To Boost U.S. Productivity and Competitiveness, Congress Should Expand the R&D Tax Credit, Not Reduce or Eliminate It to “Pay For” a Lower Corporate Rate, ITIF Concludes in New Report

July 5, 2017

WASHINGTON—The United States continues to lose ground to other nations when it comes to providing tax incentives for the kind of research that drives innovation, productivity, and competitiveness, according to a new report from the Information Technology and Innovation Foundation (ITIF). To remedy this, ITIF, the country’s leading science and tech policy think tank, today urged Congress to significantly expand the R&D tax credit as part of any corporate tax reform initiative.
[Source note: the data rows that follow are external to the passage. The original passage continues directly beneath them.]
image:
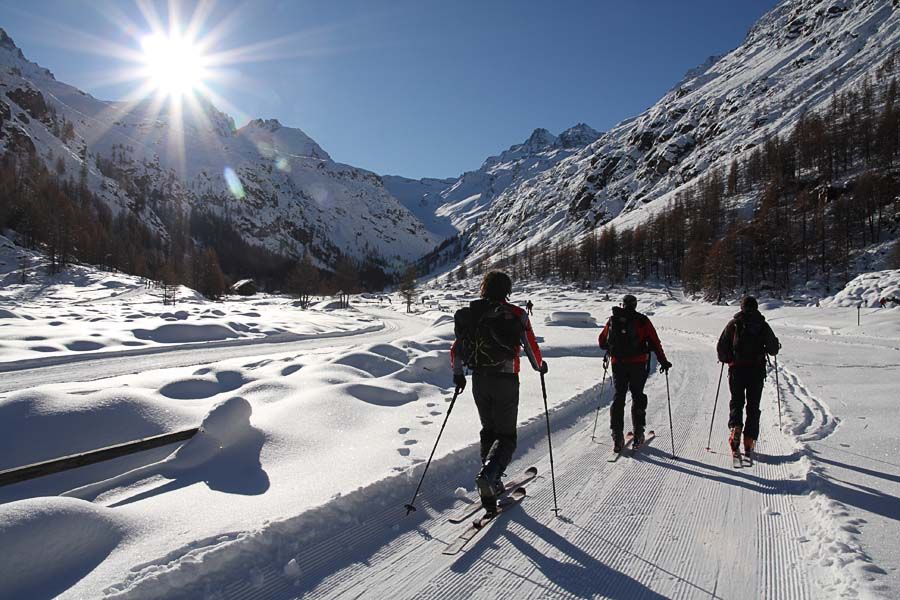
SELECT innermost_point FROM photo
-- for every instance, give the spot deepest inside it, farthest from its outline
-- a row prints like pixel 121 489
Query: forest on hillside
pixel 796 211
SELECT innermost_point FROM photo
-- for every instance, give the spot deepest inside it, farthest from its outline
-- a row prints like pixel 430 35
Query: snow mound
pixel 60 421
pixel 570 319
pixel 867 289
pixel 185 333
pixel 51 543
pixel 224 454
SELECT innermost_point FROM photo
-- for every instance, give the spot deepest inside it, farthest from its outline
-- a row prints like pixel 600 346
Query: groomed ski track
pixel 644 527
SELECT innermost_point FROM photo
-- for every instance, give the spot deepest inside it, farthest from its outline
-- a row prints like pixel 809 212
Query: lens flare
pixel 173 64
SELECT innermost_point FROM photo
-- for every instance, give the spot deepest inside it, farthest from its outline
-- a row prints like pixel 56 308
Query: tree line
pixel 797 209
pixel 63 218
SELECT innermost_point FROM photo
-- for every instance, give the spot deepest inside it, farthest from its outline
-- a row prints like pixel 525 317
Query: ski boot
pixel 749 445
pixel 489 487
pixel 734 441
pixel 638 440
pixel 618 441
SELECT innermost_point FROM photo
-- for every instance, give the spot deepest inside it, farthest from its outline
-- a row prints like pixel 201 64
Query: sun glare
pixel 173 65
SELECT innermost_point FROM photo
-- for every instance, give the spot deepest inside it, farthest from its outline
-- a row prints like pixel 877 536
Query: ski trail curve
pixel 644 527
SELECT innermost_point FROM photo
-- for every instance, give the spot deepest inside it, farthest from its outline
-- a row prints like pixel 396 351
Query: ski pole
pixel 671 430
pixel 600 403
pixel 715 404
pixel 410 507
pixel 549 444
pixel 778 392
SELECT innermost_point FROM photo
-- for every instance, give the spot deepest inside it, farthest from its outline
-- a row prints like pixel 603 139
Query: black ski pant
pixel 497 399
pixel 629 377
pixel 746 383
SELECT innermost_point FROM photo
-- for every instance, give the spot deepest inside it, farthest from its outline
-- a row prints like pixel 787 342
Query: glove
pixel 459 380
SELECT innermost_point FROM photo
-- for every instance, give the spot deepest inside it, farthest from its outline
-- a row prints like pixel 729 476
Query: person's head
pixel 496 285
pixel 749 304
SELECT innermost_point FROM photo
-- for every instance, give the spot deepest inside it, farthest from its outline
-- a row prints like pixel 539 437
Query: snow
pixel 84 310
pixel 62 536
pixel 307 455
pixel 275 185
pixel 571 318
pixel 868 289
pixel 716 114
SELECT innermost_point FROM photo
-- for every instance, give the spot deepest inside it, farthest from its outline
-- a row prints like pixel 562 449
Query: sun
pixel 173 65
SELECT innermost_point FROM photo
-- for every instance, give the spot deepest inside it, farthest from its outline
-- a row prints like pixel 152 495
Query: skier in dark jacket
pixel 628 337
pixel 743 345
pixel 495 387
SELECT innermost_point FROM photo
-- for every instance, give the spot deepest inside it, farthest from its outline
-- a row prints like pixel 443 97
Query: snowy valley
pixel 308 418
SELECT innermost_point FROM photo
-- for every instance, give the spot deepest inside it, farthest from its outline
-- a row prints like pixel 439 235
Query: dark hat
pixel 749 303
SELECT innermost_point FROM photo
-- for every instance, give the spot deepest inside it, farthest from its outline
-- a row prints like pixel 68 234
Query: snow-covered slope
pixel 276 185
pixel 792 61
pixel 448 206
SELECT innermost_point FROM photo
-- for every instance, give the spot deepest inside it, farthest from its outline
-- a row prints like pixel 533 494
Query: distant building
pixel 244 287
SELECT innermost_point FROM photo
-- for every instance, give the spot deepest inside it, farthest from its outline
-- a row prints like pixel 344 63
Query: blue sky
pixel 415 88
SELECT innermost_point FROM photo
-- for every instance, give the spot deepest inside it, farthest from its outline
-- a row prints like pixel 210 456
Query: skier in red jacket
pixel 628 337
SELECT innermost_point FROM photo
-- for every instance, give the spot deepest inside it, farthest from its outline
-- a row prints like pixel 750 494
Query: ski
pixel 482 523
pixel 614 456
pixel 470 509
pixel 649 438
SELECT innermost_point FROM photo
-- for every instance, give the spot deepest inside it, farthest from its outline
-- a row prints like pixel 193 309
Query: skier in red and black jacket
pixel 495 379
pixel 628 337
pixel 743 346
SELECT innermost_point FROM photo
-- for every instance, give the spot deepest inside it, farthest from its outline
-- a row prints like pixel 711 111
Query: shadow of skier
pixel 579 573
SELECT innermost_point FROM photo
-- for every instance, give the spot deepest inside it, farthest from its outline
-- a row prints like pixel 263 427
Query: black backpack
pixel 488 335
pixel 623 339
pixel 749 340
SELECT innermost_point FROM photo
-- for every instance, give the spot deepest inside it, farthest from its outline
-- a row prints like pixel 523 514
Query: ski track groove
pixel 643 527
“The United States was the first country to introduce a research tax credit, but now it has dropped far behind many of its competitors,” said Joe Kennedy, a senior fellow at ITIF and the report’s lead author. “America has gone from having the most generous research credit of its kind to lagging in 25th place among OECD nations when you measure how supportive countries’ tax codes are for companies that invest in R&D. This has far-reaching implications for innovation, productivity, and competitiveness and the good jobs that follow, because R&D tax incentives influence not just how much R&D companies perform, but where they perform it. If it costs more here, then they could go somewhere else.”

To reestablish U.S. leadership in encouraging research, ITIF proposes lowering the corporate rate while expanding the R&D tax credit’s Alternative Simplified Credit rate from 14 percent to 20 percent—thus allowing companies to recoup more of what they spend on qualifying R&D.

ITIF’s report argues it would be a serious mistake for Congress to reduce or eliminate the R&D tax credit to “pay for” a lower corporate rate.

“The main purpose of tax reform should be to encourage economic growth by lowering the effective tax rate for investment,” said Kennedy. “There are certainly some corporate tax loopholes that distort the economy, and closing them would be a way to ‘pay for’ some of the static revenue loss from lower corporate rates. But not all special tax provisions are created equal. Some increase economic welfare by correcting clear market failures—and the R&D tax credit is perhaps the most important of these.”

ITIF’s research finds that increasing the value of the R&D credit from 14 percent to 20 percent would have widespread benefits, including:

  • Creating 162,000 jobs;
  • Generating 3,850 additional patents per year;
  • Increasing productivity by 0.64 percent; and
  • Boosting GDP by $66 billion per year.

“In the 35 years since Congress enacted the R&D tax credit, other countries have slashed their corporate tax rates and created their own, often very generous, research incentives,” said Kennedy. “Expanding the R&D tax credit is completely compatible with simplifying the tax code and lowering the corporate tax rate, and would help accomplish the most important goal of tax reform, which is to spur innovation and growth. If the U.S. is to lead the world in R&D in the coming decades, then Congress has to lead by expanding this tax credit in the coming months.”